Запомнилось еще одно — многословие растворяет главную мысль. Лаконизм стал с этого момента моей навязчивой идеей, если только ради дела не нужно было «пренебречь» этим положением при общении.
Когда Чекист-Разведчик предложил стать членом Группы Разведчиков Активного Действия, мне было двадцать восемь лет. Из них на воинской службе — десять и в органах — пять. Конечно, не только военно-морское училище и дела чекистские формировали меня со всеми плюсами и минусами.
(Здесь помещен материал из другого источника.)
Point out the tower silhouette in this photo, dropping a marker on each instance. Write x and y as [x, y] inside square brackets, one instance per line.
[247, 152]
Как всякий человек, я жил по японской пословице: «посеешь поступок — пожнешь привычку, посеешь привычку — пожнешь характер, посеешь характер — пожнешь судьбу».
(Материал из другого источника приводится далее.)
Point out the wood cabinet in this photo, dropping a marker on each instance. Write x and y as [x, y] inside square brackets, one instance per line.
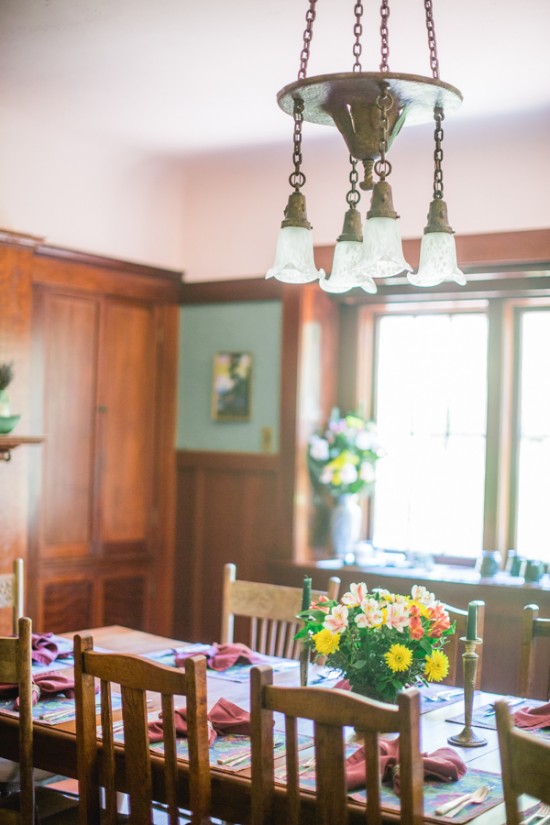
[102, 352]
Подготовка к работе в Японии
Я изучал литературу об этой замечательной стране, беседовал с теми моими коллегами, которые уже поработали там. Тщательно разбирался с делами, в которых содержались оперативные связи из числа японцев.
Наше химическое направление к моменту моего ухода «под крышу» и отъезда за рубеж возглавлял Николай Прокопьевич, фронтовик и бывалый разведчик, человек веселого нрава. Он любил нестандартные решения даже в такой области нашей работы, как присвоение псевдонимов оперативным связям, о которых писали мои коллеги из-за рубежа. Уважая шутку и подмечая юмористические стороны нашей повседневной жизни, Николай Прокопьевич превращал поиск звучного псевдонима в своеобразное соревнование между сотрудниками-«химиками». Мы по нескольку раз предлагали ему имена-клички, а он все шутил:
— Что, химики-лирики, иссяк родник фантазии? — Он ожидал, чтобы кличка «стреляла» своим звучным и коротким именем.
Настала пора придумывать мне псевдоним к собственному личному делу. Николай Прокопьевич развернулся тут вовсю — пять-шесть псевдонимов ему не понравились, и он требовал еще и еще, говоря, что псевдоним личного дела — это на всю оперативную жизнь. Он был прав в том, что легкие решения даже в этом вопросе не делают чести сотруднику. Шутка здесь — лишь возможность начать оперативную работу с хорошо продуманной формы собственного дела, которое будет в руках десятков людей, причем многие годы.
Псевдоним?! Казалось, очень просто: берешь отчество матери или отца, брата жены и так далее… Уже первая попытка упростить процедуру поиска псевдонима потерпела неудачу.
— Не смеши меня, дорогой, — удивленно воскликнул мой шеф, — это я уже слышал сто раз! Где фантазия? Где полет мысли? Где молодое видение проблемы?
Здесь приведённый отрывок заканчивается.